Tim Baltz did his own stunts for his character's pole dancing, saying "I was excited, because it felt like an evolution of the character; I felt like each season there was something more ridiculous that BJ was getting into. It made perfect sense that this was the hobby, but I wasn't prepared for it, so I just started pounding creatine and training hard."

==Reception==
===Viewers===
In its original American broadcast, "You Hurled Me Into the Depths, Into the Very Heart of the Seas" was seen by an estimated 0.264 million household viewers with a 0.05 in the 18-49 demographics. This means that 0.05 percent of all households with televisions watched the episode. This was a slight decrease in viewership from the previous episode, which was watched by 0.291 million household viewers with a 0.06 in the 18-49 demographics.

===Critical reviews===
"You Hurled Me Into the Depths, Into the Very Heart of the Seas" received mostly positive reviews from critics. Matt Schimkowitz of The A.V. Club gave the episode an "A–" grade and wrote, "Not to be hyperbolic, but tonight's Righteous Gemstones was the funniest 36 minutes in television history. Okay, I won't go that far, but it was a series high. There wasn't a single punchline that didn't hit, a costume choice (or lack thereof) that wasn't a godsend, or a needle drop that was out of place. “You Hurled Me Into the Depths, Into the Very Heart Of The Seas” launches the final season's story out of the deep and finds the production confidently and hilariously ascending toward that big disco ball in the sky."

Scott Tobias of Vulture gave the episode a 4 star rating out of 5 and wrote, "As lowbrow laughs go, there's nothing funnier than full-frontal male nudity, and there's certainly no funnier moment than Baby Billy dropping his drawers in front of the Gemstones in the dressing room after their rehearsal goes awry. “Behold, look at this. That's my privates right there.” Indeed so."

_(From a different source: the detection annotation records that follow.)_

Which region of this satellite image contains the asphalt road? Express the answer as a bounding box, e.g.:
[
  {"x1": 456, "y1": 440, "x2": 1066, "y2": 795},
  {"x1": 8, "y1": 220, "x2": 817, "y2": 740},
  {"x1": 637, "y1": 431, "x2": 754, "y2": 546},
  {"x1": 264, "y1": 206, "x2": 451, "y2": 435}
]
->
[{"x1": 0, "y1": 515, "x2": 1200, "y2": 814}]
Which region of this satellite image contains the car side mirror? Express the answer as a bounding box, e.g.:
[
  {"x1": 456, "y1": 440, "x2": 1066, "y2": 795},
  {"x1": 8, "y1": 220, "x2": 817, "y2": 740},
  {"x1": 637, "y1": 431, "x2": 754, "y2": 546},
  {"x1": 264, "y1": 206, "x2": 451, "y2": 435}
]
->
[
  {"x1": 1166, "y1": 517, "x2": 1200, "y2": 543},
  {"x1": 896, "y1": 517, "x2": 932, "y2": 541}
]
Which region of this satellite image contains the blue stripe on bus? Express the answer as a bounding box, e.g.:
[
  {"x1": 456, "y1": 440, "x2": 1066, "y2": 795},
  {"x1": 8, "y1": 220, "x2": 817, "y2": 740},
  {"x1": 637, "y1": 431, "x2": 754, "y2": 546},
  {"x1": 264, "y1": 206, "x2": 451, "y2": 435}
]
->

Paul Dailly of TV Fanatic gave the episode a 4.15 star rating out of 5 and wrote, "After feeling a little short-changed about excluding characters we've grown to love from The Righteous Gemstones Season 4 Episode 1, the follow-up made up for it in a big way." Hawk Ripjaw of TV Obsessive wrote, "After last week’s compelling prelude episode that focused on the advent of the family, The Righteous Gemstones S4E2, “You Hurled Me Into the Depths, Into the Very Heart of the Seas,“ catches us up with the Gemstones proper, as the family prepares for a birthday telethon to honor the late Aimee-Leigh. And, as expected, the return to the modern Gemstone shenanigans is as hilarious as it’s ever been."